In Competition 3375 you were invited to submit an extract in which P.G. Wodehouse had a go at writing Raymond Chandler noir. Sad – and perhaps slightly pedantic – to report, quite a few entrants got this the wrong way round, writing Wodehouse’s material in a Chandler style, with references to hot dames at the Drones club etc. Some of these were admittedly very good but as The Spectator takes a stern line on the importance of reading the question, the following win £25 each.
‘Well done helping me sort that one out, Jeeves. The cops have arrested the chap with the face like an off-colour watermelon, and so Lydia won’t be going to the chair. More to the point, she seems to have given up on the idea that we are engaged.’
‘I gather that her affections are now directed towards Inspector Krenk of the Pasadena Police Department, sir. I heard her remarking to him that the stars were God’s diamond choker.’
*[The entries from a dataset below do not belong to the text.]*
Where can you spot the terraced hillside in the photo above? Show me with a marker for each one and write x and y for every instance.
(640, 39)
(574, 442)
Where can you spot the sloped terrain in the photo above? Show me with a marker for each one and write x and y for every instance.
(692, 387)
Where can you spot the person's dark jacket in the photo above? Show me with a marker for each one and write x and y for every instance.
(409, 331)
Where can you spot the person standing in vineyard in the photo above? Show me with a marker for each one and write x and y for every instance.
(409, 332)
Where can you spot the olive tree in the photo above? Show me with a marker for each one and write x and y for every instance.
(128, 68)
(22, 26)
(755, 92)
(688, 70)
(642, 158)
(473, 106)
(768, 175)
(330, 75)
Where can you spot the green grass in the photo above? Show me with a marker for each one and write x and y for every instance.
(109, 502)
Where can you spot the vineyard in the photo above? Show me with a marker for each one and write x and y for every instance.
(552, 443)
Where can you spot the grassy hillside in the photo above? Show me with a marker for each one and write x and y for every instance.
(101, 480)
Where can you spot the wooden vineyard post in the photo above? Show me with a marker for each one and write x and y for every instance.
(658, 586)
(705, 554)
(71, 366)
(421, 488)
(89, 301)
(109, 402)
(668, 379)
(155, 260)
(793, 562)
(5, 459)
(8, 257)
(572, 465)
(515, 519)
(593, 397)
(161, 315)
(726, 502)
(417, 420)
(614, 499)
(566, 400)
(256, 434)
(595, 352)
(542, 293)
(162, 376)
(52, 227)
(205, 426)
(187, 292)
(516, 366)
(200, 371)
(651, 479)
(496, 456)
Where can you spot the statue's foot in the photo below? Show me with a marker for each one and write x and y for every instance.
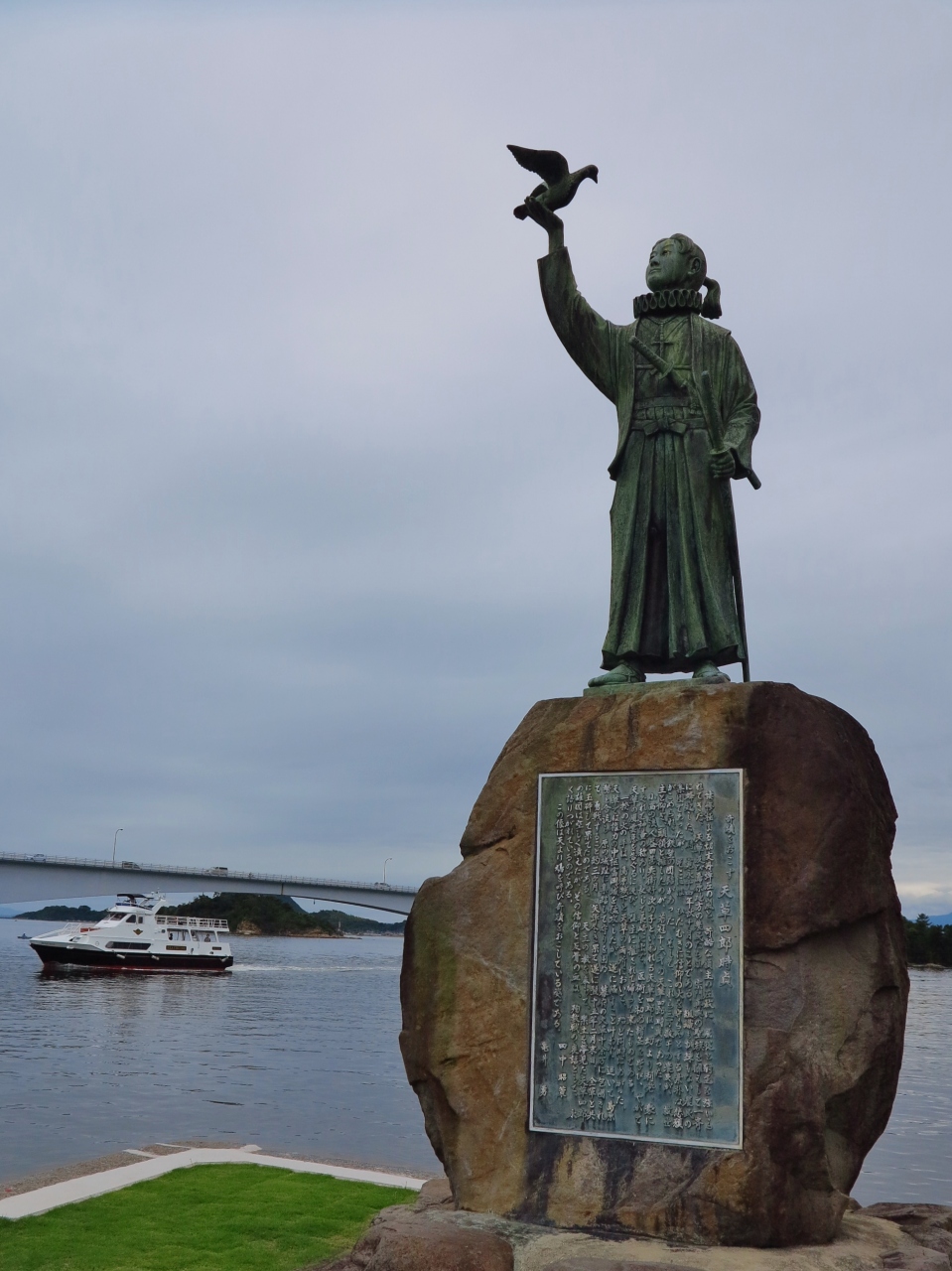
(621, 674)
(710, 674)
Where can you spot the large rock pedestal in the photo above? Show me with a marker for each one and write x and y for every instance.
(825, 980)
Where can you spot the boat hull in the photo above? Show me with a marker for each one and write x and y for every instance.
(59, 957)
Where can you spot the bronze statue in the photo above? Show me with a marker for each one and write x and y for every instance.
(687, 416)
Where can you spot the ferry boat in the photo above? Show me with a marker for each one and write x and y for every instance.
(135, 935)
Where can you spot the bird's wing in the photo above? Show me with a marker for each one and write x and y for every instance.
(549, 164)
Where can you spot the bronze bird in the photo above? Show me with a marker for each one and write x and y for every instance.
(558, 186)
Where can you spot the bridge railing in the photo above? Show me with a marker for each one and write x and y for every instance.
(192, 872)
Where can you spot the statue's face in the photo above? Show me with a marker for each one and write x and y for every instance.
(670, 267)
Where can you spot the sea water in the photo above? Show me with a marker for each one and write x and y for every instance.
(296, 1052)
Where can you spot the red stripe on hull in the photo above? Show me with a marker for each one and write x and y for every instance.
(104, 960)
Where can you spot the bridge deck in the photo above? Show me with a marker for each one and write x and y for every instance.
(44, 877)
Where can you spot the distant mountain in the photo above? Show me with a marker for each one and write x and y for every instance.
(64, 914)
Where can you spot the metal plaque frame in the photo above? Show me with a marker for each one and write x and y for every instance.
(724, 1038)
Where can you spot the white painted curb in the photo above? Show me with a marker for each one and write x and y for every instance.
(72, 1190)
‘That’s a relief. But that bally Senator Gilligan – he’s the cause of all this trouble, but the police can’t prove a thing, and it seems he’s going to walk scot-free. If you ask me, Jeeves, I don’t think anybody would be too upset if he were to be bumped off.’
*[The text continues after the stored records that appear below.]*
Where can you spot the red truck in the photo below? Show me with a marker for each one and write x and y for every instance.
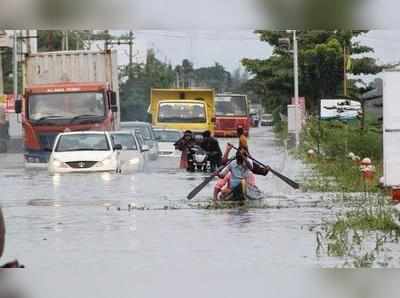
(66, 91)
(231, 111)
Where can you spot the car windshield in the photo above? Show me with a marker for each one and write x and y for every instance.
(167, 136)
(231, 106)
(127, 141)
(82, 142)
(66, 105)
(177, 112)
(144, 130)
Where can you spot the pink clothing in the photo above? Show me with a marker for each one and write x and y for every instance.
(184, 163)
(221, 183)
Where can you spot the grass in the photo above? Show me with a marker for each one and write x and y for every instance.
(351, 234)
(336, 171)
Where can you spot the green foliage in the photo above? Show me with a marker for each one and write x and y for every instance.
(321, 63)
(8, 71)
(52, 40)
(215, 77)
(359, 235)
(335, 171)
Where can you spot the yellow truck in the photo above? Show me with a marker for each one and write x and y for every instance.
(183, 109)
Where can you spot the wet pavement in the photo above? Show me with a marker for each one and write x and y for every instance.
(81, 221)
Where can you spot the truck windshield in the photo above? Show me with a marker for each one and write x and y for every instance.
(82, 142)
(181, 112)
(126, 140)
(231, 106)
(168, 136)
(66, 105)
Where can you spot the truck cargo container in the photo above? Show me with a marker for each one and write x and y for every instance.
(66, 91)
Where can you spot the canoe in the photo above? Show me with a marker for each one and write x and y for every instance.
(243, 192)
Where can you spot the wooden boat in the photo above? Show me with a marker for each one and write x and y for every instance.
(243, 192)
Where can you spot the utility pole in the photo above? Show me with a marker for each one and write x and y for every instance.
(296, 85)
(66, 40)
(130, 54)
(344, 71)
(15, 65)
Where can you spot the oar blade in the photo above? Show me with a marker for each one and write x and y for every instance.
(198, 188)
(289, 181)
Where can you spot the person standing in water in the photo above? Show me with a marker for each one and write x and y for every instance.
(184, 144)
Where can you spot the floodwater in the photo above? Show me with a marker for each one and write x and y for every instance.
(83, 221)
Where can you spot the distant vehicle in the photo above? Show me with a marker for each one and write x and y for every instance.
(341, 109)
(231, 111)
(183, 109)
(267, 120)
(132, 156)
(66, 91)
(166, 139)
(146, 131)
(88, 151)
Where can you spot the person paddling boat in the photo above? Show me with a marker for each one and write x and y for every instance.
(233, 175)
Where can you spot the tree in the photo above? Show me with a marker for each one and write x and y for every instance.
(215, 77)
(321, 63)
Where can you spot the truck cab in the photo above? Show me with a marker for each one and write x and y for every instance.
(49, 109)
(232, 111)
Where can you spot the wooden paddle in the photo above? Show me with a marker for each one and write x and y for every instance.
(289, 181)
(207, 180)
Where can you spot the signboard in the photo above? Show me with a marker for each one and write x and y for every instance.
(340, 109)
(5, 40)
(10, 104)
(391, 128)
(7, 103)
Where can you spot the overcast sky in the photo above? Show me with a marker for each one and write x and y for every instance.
(205, 48)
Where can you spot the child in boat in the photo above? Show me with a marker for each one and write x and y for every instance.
(238, 170)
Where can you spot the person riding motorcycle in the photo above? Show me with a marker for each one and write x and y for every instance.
(211, 146)
(184, 144)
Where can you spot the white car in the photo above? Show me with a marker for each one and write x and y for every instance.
(166, 139)
(267, 120)
(89, 151)
(146, 130)
(132, 156)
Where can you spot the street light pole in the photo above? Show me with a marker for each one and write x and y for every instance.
(15, 65)
(296, 84)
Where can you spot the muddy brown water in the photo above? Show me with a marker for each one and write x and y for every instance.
(81, 221)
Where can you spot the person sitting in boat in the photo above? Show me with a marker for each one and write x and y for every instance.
(242, 138)
(184, 144)
(211, 146)
(231, 177)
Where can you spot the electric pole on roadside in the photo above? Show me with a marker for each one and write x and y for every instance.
(119, 42)
(130, 53)
(286, 45)
(15, 65)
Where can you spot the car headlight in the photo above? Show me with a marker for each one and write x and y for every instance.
(59, 164)
(105, 162)
(134, 161)
(99, 164)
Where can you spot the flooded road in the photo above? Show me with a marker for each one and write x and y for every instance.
(83, 221)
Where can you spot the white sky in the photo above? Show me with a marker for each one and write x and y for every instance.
(204, 48)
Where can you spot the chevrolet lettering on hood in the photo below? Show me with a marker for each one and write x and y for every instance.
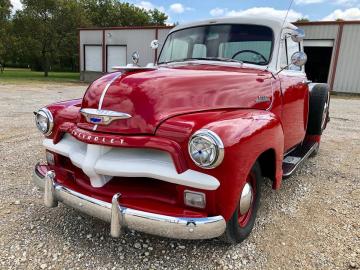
(180, 149)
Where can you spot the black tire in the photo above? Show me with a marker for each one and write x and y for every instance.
(318, 109)
(234, 233)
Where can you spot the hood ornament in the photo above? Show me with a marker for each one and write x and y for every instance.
(103, 117)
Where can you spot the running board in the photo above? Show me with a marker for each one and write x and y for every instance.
(294, 159)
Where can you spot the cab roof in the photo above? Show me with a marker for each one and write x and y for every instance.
(275, 23)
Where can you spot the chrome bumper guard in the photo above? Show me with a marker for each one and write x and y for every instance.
(122, 217)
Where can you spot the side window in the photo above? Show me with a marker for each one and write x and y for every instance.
(283, 54)
(292, 47)
(178, 49)
(288, 48)
(199, 51)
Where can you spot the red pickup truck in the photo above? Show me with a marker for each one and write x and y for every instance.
(180, 148)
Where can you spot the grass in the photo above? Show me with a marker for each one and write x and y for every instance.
(14, 75)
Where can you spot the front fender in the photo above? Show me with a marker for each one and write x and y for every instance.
(246, 134)
(64, 112)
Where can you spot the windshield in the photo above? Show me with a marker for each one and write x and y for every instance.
(226, 42)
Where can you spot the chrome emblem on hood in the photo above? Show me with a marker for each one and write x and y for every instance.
(103, 117)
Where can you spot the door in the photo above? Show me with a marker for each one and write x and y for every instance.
(295, 96)
(93, 57)
(319, 54)
(116, 56)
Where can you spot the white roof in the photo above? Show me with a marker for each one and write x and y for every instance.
(273, 22)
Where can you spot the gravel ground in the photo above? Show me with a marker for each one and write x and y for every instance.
(313, 222)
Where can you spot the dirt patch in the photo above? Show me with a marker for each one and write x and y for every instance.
(312, 222)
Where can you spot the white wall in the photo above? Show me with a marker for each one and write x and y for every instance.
(134, 40)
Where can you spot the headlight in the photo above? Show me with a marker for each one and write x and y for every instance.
(44, 121)
(206, 149)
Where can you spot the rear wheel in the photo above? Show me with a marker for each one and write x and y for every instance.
(318, 109)
(242, 222)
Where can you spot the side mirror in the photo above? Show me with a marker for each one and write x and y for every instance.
(154, 44)
(135, 58)
(298, 35)
(299, 59)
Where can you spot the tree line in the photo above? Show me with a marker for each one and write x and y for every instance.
(43, 34)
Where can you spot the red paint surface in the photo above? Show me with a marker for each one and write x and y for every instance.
(168, 105)
(154, 96)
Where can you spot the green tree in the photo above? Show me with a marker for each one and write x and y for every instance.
(106, 13)
(44, 32)
(5, 12)
(303, 20)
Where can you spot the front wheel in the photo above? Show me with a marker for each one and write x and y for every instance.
(242, 222)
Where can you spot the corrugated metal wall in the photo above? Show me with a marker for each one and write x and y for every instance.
(134, 39)
(320, 31)
(326, 32)
(93, 37)
(347, 77)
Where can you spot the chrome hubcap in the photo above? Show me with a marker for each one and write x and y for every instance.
(246, 199)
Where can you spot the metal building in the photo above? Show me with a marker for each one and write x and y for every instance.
(333, 50)
(102, 48)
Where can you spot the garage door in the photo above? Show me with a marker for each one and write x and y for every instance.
(116, 56)
(93, 57)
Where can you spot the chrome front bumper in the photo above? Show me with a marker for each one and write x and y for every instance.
(122, 217)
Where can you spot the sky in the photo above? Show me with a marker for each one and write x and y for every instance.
(183, 11)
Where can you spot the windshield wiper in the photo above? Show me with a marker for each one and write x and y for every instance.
(220, 59)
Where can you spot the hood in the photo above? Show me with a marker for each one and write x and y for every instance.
(151, 97)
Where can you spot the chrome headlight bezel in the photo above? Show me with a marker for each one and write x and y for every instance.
(44, 112)
(208, 137)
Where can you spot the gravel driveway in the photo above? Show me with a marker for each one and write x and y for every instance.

‘I have already taken the liberty of dealing with the matter, sir.’
George Simmers
Down these mean streets a chap must go. I was wearing my double-breasted blue pinstripe and a tie so loud it could be heard three blocks away, injudicious according to my man, Jeeves. Complete rot. I looked absolutely topping and I didn’t care who knew it. I’d been hired by a criminal consortium of sinister aunts to rescue old associate Soppy Malone from the clutches of one of those gangster johnnies, nasty looking cove, eyes blacker than Roderick Spode’s shorts. I confronted the blighter in his lair, what-hoed him, he what-hoed me back, sent me reeling. Tinkerty tonk time. I needed a whangee, I needed a b. and s. I needed Jeeves. ‘I believe I can be of service, sir,’ he said. Came up with a ripping wheeze to get Soppy out of the soup tureen. The tie had to go though. It was a small price to pay.
Sue Pickard
The inner office door of Wooster Investigations burst open, and an absolute corker rushed in. A – tum-ti – of delight, as the poet chappie said. Jeeves would know who.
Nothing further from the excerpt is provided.